Sementara, faktor dari internal dinilai kurang mendukung penguatan nilai tukar rupiah. Adapun data menunjukkan inflasi Indonesia kembali turun dan mencapai batas bawah target BI di level 1.5%, serta cadev yang lebih rendah dari perkiraan.
‘’Penguatan rupiah berasal dari pelemahan dolar atau eksternal,’’ kata Lukman kepada Kontan.co.id, Jumat (6/12).
Menurut Lukman, rupiah pekan depan masih akan dipengaruhi oleh sentimen eksternal dengan fokus utama data inflasi AS yang akan dirilis hari Rabu (11/12). Sentimen Trump dan situasi geopolitik juga masih perlu tetap diwaspadai dan selalu bisa kembali menekan rupiah.
Rupiah akan lebih dulu diuji hasil data penting Non Farm Payroll (NFP) AS malam ini. Apabila hasil seperti data tenaga kerja AS pekan ini yang lebih lemah, maka rupiah berpotensi menguat di awal pekan.
Dari domestik, lanjut Lukman, data minggu depan yang perlu menjadi perhatian ialah indeks kepercayaan konsumen pada hari Senin (9/12) dan penjualan ritel pada hari Selasa (10/12). Namun, faktor eksternal diperkirakan jauh lebih berpengaruh pada rupiah.
Alwi memandang, rupiah pekan depan akan dipengaruhi data tenaga kerja AS akhir pekan ini dan data inflasi tengah pekan depan. Hasil data-data tersebut akan menjadi sinyal lebih lanjut terkait arah suku bunga.
Di samping itu, rupiah mungkin bisa cenderung positif dalam beberapa pekan menuju akhir tahun.

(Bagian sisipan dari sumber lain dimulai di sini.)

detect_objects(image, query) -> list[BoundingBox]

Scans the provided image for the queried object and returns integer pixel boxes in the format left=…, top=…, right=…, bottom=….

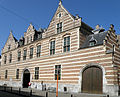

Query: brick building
left=0, top=1, right=120, bottom=95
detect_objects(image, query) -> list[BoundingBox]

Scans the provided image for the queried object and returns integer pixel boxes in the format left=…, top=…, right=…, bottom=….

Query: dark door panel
left=82, top=66, right=102, bottom=94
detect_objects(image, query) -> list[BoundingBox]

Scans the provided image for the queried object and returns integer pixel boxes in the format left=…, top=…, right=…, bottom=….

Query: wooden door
left=82, top=66, right=102, bottom=94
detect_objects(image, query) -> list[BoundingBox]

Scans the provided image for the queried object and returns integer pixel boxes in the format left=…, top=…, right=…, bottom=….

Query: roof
left=81, top=31, right=108, bottom=48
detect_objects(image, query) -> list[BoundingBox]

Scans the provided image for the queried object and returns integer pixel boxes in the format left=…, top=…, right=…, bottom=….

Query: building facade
left=0, top=1, right=120, bottom=95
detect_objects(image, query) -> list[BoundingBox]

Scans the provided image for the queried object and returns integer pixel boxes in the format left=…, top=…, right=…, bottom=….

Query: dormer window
left=89, top=41, right=96, bottom=46
left=59, top=13, right=61, bottom=18
left=30, top=36, right=32, bottom=42
left=57, top=22, right=62, bottom=33
left=8, top=45, right=11, bottom=50
left=89, top=36, right=96, bottom=46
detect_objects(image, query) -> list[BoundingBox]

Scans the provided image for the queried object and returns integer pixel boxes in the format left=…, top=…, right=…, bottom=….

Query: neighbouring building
left=0, top=55, right=2, bottom=66
left=0, top=1, right=120, bottom=95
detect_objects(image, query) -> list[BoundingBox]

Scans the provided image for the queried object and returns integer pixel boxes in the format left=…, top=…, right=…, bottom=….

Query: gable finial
left=59, top=0, right=62, bottom=5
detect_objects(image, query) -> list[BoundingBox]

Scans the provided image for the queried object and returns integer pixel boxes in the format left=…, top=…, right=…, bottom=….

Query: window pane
left=60, top=22, right=62, bottom=27
left=55, top=65, right=61, bottom=80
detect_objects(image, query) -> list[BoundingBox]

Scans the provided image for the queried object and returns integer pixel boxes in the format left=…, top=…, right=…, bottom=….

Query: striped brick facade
left=0, top=0, right=120, bottom=95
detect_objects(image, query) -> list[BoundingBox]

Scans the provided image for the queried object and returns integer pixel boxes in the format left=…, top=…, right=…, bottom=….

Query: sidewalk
left=0, top=86, right=120, bottom=97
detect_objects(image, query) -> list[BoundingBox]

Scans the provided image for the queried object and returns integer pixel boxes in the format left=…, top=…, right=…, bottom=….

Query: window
left=16, top=69, right=19, bottom=79
left=89, top=41, right=96, bottom=46
left=23, top=50, right=27, bottom=60
left=8, top=45, right=11, bottom=50
left=35, top=67, right=39, bottom=79
left=50, top=41, right=55, bottom=55
left=30, top=48, right=33, bottom=59
left=27, top=37, right=29, bottom=43
left=9, top=54, right=12, bottom=63
left=4, top=55, right=7, bottom=64
left=63, top=36, right=70, bottom=52
left=37, top=45, right=41, bottom=57
left=57, top=22, right=62, bottom=33
left=59, top=13, right=61, bottom=18
left=18, top=51, right=21, bottom=61
left=30, top=36, right=32, bottom=42
left=55, top=65, right=61, bottom=80
left=5, top=70, right=8, bottom=79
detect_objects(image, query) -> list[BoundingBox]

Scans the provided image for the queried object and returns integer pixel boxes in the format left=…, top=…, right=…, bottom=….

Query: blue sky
left=0, top=0, right=120, bottom=54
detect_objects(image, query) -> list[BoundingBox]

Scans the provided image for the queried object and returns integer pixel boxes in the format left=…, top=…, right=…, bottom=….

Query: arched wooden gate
left=82, top=66, right=103, bottom=94
left=23, top=69, right=30, bottom=88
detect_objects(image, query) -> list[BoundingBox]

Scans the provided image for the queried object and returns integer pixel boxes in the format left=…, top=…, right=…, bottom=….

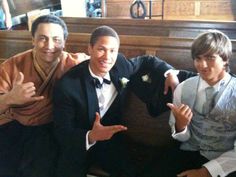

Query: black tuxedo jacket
left=53, top=54, right=172, bottom=152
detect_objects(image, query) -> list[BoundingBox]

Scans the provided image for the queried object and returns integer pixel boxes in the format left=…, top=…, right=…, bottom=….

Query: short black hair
left=89, top=25, right=120, bottom=46
left=31, top=15, right=68, bottom=39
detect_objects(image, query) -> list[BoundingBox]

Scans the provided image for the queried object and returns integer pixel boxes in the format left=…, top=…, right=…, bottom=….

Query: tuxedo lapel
left=84, top=65, right=99, bottom=124
left=110, top=67, right=121, bottom=94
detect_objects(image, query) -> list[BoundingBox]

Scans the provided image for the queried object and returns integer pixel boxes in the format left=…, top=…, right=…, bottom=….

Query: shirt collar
left=88, top=65, right=111, bottom=83
left=199, top=73, right=231, bottom=91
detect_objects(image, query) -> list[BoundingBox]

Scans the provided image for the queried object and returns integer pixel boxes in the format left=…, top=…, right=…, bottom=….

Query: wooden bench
left=0, top=31, right=236, bottom=177
left=62, top=17, right=236, bottom=39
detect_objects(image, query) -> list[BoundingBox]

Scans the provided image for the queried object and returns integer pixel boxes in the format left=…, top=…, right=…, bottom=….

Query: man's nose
left=199, top=59, right=207, bottom=68
left=104, top=51, right=111, bottom=60
left=47, top=39, right=54, bottom=49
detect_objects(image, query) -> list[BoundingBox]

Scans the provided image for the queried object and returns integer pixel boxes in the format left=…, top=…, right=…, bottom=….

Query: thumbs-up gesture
left=167, top=103, right=193, bottom=132
left=7, top=72, right=44, bottom=105
left=88, top=112, right=127, bottom=143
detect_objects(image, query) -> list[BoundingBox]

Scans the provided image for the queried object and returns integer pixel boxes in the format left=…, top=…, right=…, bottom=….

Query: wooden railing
left=0, top=31, right=236, bottom=73
left=63, top=17, right=236, bottom=39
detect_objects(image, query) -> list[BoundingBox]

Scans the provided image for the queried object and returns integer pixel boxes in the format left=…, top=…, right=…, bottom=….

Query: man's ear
left=88, top=44, right=92, bottom=55
left=32, top=37, right=35, bottom=46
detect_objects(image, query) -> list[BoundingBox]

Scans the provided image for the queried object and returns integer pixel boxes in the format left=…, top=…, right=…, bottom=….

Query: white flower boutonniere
left=142, top=74, right=152, bottom=83
left=120, top=77, right=129, bottom=88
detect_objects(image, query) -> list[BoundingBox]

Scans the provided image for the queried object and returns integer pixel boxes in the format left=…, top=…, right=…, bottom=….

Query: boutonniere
left=120, top=77, right=129, bottom=88
left=142, top=74, right=152, bottom=83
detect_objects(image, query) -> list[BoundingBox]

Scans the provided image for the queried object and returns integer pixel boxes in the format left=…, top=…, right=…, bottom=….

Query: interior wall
left=106, top=0, right=236, bottom=21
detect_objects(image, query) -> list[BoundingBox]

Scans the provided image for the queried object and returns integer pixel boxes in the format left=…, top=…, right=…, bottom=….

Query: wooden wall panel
left=107, top=0, right=236, bottom=20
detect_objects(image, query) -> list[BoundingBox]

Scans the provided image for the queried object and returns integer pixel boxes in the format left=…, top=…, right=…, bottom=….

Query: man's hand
left=164, top=72, right=179, bottom=95
left=177, top=167, right=211, bottom=177
left=73, top=53, right=90, bottom=62
left=167, top=103, right=193, bottom=132
left=88, top=112, right=127, bottom=144
left=6, top=72, right=44, bottom=105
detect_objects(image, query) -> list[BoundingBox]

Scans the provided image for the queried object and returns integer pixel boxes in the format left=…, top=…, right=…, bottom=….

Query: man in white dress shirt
left=142, top=30, right=236, bottom=177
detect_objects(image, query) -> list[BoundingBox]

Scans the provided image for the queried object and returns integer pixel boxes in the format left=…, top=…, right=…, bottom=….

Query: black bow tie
left=93, top=78, right=111, bottom=89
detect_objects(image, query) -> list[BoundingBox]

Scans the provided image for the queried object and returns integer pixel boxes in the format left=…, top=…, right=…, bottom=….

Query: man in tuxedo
left=53, top=26, right=178, bottom=177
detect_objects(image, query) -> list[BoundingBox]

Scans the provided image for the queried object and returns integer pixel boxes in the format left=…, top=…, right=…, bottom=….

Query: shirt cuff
left=86, top=131, right=96, bottom=151
left=203, top=160, right=226, bottom=177
left=164, top=69, right=179, bottom=77
left=172, top=127, right=190, bottom=142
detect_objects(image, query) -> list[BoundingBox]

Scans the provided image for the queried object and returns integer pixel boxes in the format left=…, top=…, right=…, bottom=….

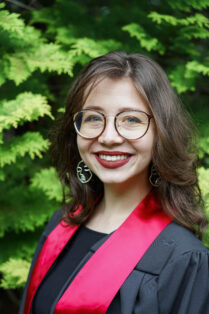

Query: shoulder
left=137, top=222, right=209, bottom=275
left=162, top=222, right=209, bottom=255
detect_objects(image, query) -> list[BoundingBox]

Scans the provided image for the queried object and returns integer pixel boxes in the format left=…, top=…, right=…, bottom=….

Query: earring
left=149, top=165, right=161, bottom=187
left=76, top=159, right=92, bottom=183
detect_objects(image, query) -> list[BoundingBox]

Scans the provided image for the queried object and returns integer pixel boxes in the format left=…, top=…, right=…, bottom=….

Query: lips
left=95, top=151, right=132, bottom=168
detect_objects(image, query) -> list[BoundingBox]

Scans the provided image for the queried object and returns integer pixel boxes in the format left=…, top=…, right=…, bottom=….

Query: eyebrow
left=83, top=105, right=144, bottom=112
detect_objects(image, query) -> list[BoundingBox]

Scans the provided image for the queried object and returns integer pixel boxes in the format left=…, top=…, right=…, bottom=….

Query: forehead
left=83, top=78, right=149, bottom=112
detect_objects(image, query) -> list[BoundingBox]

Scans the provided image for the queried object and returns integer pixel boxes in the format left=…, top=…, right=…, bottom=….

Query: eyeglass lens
left=74, top=110, right=149, bottom=139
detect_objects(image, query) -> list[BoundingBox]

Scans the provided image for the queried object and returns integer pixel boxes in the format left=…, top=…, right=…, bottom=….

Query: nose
left=98, top=117, right=125, bottom=145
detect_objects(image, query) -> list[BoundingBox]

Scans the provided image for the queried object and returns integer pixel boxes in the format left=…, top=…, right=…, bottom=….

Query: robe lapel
left=24, top=192, right=171, bottom=314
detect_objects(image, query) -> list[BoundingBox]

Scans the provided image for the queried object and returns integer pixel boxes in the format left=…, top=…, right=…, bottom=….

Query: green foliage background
left=0, top=0, right=209, bottom=300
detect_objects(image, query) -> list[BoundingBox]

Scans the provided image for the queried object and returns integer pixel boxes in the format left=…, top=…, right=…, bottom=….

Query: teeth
left=99, top=154, right=128, bottom=161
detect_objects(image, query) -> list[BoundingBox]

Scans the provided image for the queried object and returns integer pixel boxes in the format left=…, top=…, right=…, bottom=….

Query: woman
left=20, top=52, right=209, bottom=314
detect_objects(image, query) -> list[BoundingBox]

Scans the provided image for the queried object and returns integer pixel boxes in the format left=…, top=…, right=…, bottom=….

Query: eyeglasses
left=73, top=109, right=153, bottom=140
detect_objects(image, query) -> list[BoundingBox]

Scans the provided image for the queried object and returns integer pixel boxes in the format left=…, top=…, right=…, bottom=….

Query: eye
left=83, top=114, right=102, bottom=123
left=123, top=116, right=141, bottom=123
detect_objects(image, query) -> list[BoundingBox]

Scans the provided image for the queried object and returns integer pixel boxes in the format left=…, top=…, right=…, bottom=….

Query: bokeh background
left=0, top=0, right=209, bottom=314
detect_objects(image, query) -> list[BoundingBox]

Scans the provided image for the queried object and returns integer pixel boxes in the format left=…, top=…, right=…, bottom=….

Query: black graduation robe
left=19, top=211, right=209, bottom=314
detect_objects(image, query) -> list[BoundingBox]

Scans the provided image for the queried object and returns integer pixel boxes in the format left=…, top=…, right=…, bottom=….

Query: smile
left=99, top=154, right=129, bottom=161
left=95, top=152, right=132, bottom=169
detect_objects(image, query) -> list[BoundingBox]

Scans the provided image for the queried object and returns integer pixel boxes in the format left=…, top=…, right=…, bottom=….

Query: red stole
left=24, top=192, right=171, bottom=314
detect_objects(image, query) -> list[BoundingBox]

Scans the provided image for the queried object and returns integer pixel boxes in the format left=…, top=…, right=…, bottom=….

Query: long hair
left=50, top=51, right=207, bottom=238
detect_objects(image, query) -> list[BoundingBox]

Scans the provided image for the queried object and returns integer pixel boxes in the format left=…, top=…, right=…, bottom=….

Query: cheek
left=77, top=135, right=85, bottom=158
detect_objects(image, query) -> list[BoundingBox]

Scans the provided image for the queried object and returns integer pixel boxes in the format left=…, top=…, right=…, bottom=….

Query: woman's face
left=77, top=78, right=156, bottom=188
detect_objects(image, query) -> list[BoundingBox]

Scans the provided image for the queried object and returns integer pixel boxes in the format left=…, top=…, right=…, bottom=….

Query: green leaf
left=0, top=132, right=49, bottom=167
left=186, top=61, right=209, bottom=76
left=0, top=258, right=30, bottom=289
left=0, top=92, right=54, bottom=131
left=31, top=167, right=62, bottom=202
left=0, top=10, right=25, bottom=36
left=122, top=23, right=165, bottom=54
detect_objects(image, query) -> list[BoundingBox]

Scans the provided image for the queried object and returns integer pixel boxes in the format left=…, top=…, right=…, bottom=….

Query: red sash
left=24, top=192, right=171, bottom=314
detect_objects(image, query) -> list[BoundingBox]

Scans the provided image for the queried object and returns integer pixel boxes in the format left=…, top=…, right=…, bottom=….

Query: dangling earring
left=76, top=159, right=92, bottom=183
left=149, top=165, right=161, bottom=187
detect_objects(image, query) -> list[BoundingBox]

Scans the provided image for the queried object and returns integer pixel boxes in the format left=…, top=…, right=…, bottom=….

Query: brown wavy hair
left=50, top=51, right=207, bottom=238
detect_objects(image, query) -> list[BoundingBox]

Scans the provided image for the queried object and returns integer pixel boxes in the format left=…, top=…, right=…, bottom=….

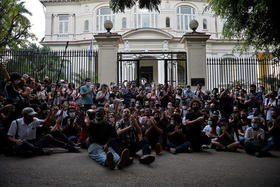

Hal tersebut mengingat adanya potensi window dressing dan koreksi IHSG cukup signifikan yang bisa menarik masuk para investor asing.
‘’Kemungkinan adanya dana masuk setelah IHSG koreksi ataupun obligasi juga berpotensi membantu rupiah di pekan-pekan mendatang,’’ tutur Alwi.
Alwi memproyeksi rupiah cenderung positif di pekan depan yang berpotensi bergerak di kisaran Rp 15.700 – Rp 15.965 per dolar AS. Sedangkan, Lukman memperkirakan rupiah akan berada di rentang Rp 15/750 – Rp 16.000 per dolar AS di pekan depan.